Clinical Trials for the Rarest: Worth the Head Scratching
Clinical trials are hard to come by when one has a rare disease, doubly so when that person has a rare form of that rare disease, and triply so when deemed ineligible due to severe health complications. That was me when I hit rock bottom in my cystic fibrosis fight only to find there were no available trials to give me a fighting chance, thanks to my complex medical history and ultra-rare mutations.
It was not exactly flattering to be told — via a cold, factual email — that there were no trials for my mutations because “there’s no profit there,” nor that I was seen as an uncontrollable variable in experimentation. Yes, these matters are realities of research: Money funds most science and experiments must remove unnecessary variables. But I’m a person with a story. I’m not a number or a footnote.
Without a terminal illness of their own, a clinician or researcher will never understand the suffering involved in being a patient held at arm’s length as a stranger, rather than being seen as a person frantically opening every door in desperate attempts to survive. They won’t know what it’s like to know that once options are exhausted, the only gamble available is to turn to alternative medicines and potentially further jeopardize health in the process. They won’t know what it’s like to be up at night, debating whether to continue risking fights or surrender silently to death.
All that people like me want is a fighting chance. The end goal isn’t to be a number or case study on a research paper — it’s to survive or at least die with hope in our hearts. Researchers rightfully focus on a future with new treatments, but many patients enroll in studies because they want a treatment now, even without assurances it will work. When suffering, even a placebo tastes hopeful.
There are no easy answers, no “well, forget the money” or “you know what, variables don’t really matter.” But “no easy answers” does not translate to “no answers.” Science is the art of finding difficult answers and that art should expand beyond the machinery and chemicals. Every patient is a person with a story, worthy of infinite head scratches and dried Expo markers.

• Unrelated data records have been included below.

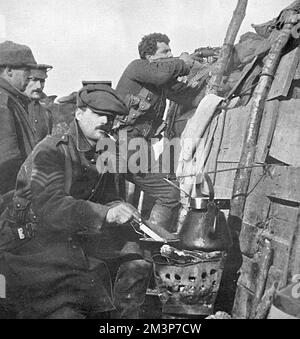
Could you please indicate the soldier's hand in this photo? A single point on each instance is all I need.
(189, 61)
(122, 213)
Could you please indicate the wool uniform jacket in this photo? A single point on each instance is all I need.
(54, 269)
(159, 77)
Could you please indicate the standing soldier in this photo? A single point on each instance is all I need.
(39, 116)
(62, 207)
(145, 85)
(16, 133)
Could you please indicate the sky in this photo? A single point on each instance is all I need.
(97, 39)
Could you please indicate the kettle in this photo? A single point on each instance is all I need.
(205, 227)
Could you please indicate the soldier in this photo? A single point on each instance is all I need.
(16, 133)
(67, 215)
(39, 116)
(145, 85)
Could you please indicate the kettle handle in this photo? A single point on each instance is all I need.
(210, 185)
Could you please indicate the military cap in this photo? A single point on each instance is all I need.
(40, 72)
(16, 55)
(101, 99)
(71, 98)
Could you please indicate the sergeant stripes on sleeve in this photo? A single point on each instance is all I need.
(44, 179)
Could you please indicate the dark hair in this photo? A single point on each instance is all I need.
(148, 44)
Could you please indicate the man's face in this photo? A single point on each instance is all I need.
(35, 88)
(163, 51)
(91, 124)
(19, 78)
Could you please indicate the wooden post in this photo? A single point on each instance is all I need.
(242, 177)
(221, 64)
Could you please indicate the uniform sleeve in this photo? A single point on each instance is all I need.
(11, 158)
(54, 208)
(158, 73)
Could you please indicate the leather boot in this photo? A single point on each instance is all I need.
(130, 288)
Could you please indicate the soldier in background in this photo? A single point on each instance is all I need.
(17, 138)
(145, 85)
(39, 116)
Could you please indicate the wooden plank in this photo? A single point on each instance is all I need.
(249, 273)
(234, 132)
(243, 303)
(297, 74)
(267, 129)
(281, 255)
(294, 255)
(281, 217)
(284, 184)
(224, 180)
(249, 239)
(285, 74)
(275, 275)
(285, 145)
(257, 204)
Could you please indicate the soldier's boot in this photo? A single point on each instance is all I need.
(130, 288)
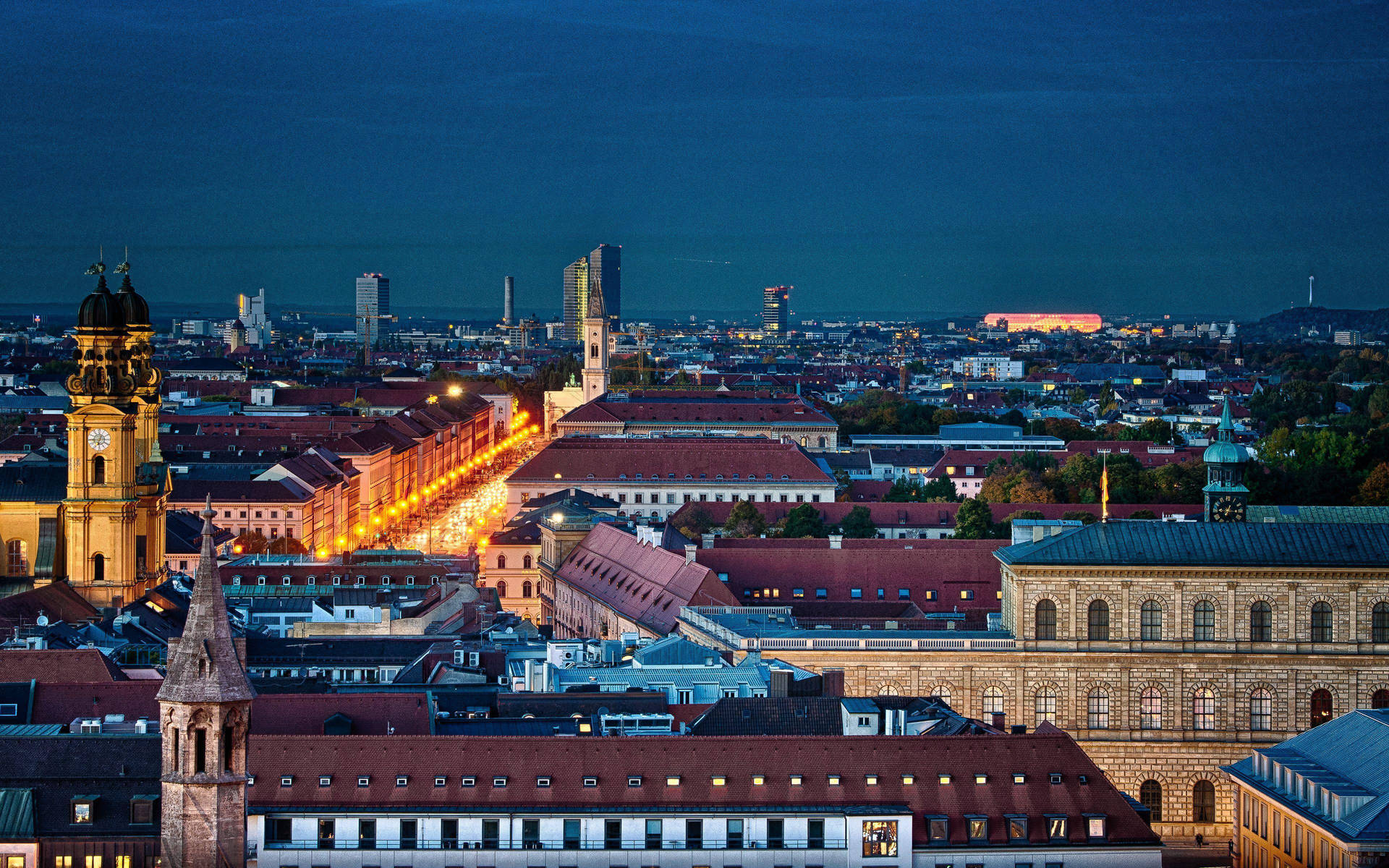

Clinical trials encompass legislature, economics, storytelling, biology, chemistry, engineering. What would it look like to get the brightest of each field to put their heads together for a solution? What would it take to uphold scientific integrity while expanding trials and experimental treatments for the rarest and severest cases? It would take a lot of thinking, to start.
Four years ago I was saved by a bilateral lung transplant rather than through an experimental treatment. Once upon a time, something as strange and intimidating as a lung transplant seemed ludicrous to scientists. But ambitious minds got together, perhaps with head scratchers, Expo markers at the ready, and they performed beautiful science. See how far we’ve come; realize how far we have to go. Let’s get to work.